Abstract

The essay revisits ideas of legal pluralism, of subaltern resistance and of alternative geographies that imperial policies and local resistance produced especially in a maritime region such as the northwestern Indian littoral. The essay draws on the more recent and valuable interventions by Lauren Benton and Patricia Risso but in its focus and formulation argues for a politics of resistance, and for the articulation of multiple skeins in the emerging anti-piracy discourse of the colonial state. This was in part due to the blurred and fuzzy boundaries between piracy and privateering in the context of the Atlantic, which had their particular resonance in the Indian Ocean, and in part to the sensibilities and experiences of local officers like Alexander Walker and James McMurdo, whose appreciation of local realities was far removed from the universalizing rhetoric and prescriptions of universal law.

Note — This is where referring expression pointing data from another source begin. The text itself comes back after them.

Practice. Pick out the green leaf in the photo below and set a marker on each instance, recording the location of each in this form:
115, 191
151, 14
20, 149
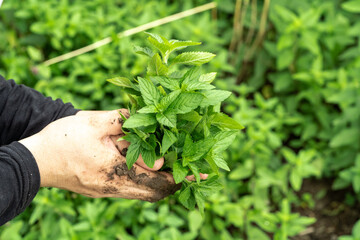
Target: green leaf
169, 83
224, 140
166, 119
121, 81
186, 102
351, 6
168, 99
140, 120
149, 92
213, 97
210, 160
193, 58
195, 170
179, 172
144, 51
208, 77
289, 155
210, 186
168, 140
195, 221
199, 86
156, 67
346, 137
187, 198
195, 151
148, 156
192, 75
224, 121
34, 53
148, 109
132, 154
178, 45
295, 179
192, 116
200, 200
155, 36
220, 162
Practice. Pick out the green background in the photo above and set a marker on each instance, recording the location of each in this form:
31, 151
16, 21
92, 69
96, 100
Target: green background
295, 79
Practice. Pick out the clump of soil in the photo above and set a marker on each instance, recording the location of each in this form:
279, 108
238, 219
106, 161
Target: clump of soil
334, 217
159, 183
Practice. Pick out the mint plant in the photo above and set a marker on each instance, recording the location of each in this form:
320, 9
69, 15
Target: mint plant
175, 114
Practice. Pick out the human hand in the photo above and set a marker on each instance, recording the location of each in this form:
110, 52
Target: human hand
80, 153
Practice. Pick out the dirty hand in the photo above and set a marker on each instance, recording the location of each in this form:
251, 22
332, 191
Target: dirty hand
80, 153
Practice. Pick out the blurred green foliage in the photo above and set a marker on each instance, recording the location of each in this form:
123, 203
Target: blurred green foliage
297, 92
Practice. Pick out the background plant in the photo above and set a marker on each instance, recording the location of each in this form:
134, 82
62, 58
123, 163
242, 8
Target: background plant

On the other hand, the acts of predation too were complex and did not conform to a homogenous standard or prototype—there were instances of men working as maritime mercenaries, as debt collectors and as independent actors taking to the sea and attacking ships as a spontaneous act of will, and not necessarily jostling for legal space or engaging in legal parleys as Benton suggests. This is not to argue that Indian piracy was about cultural resistance and that Indian pirates did not see themselves as privateers unlike their European counterparts, but merely to complicate any easy story-telling, especially given the ambiguities in the European legal discourse on the sea, especially on the Indian Ocean, and the nature of the colonial archive that is being used to recuperate the voice of the marginalized seafarer.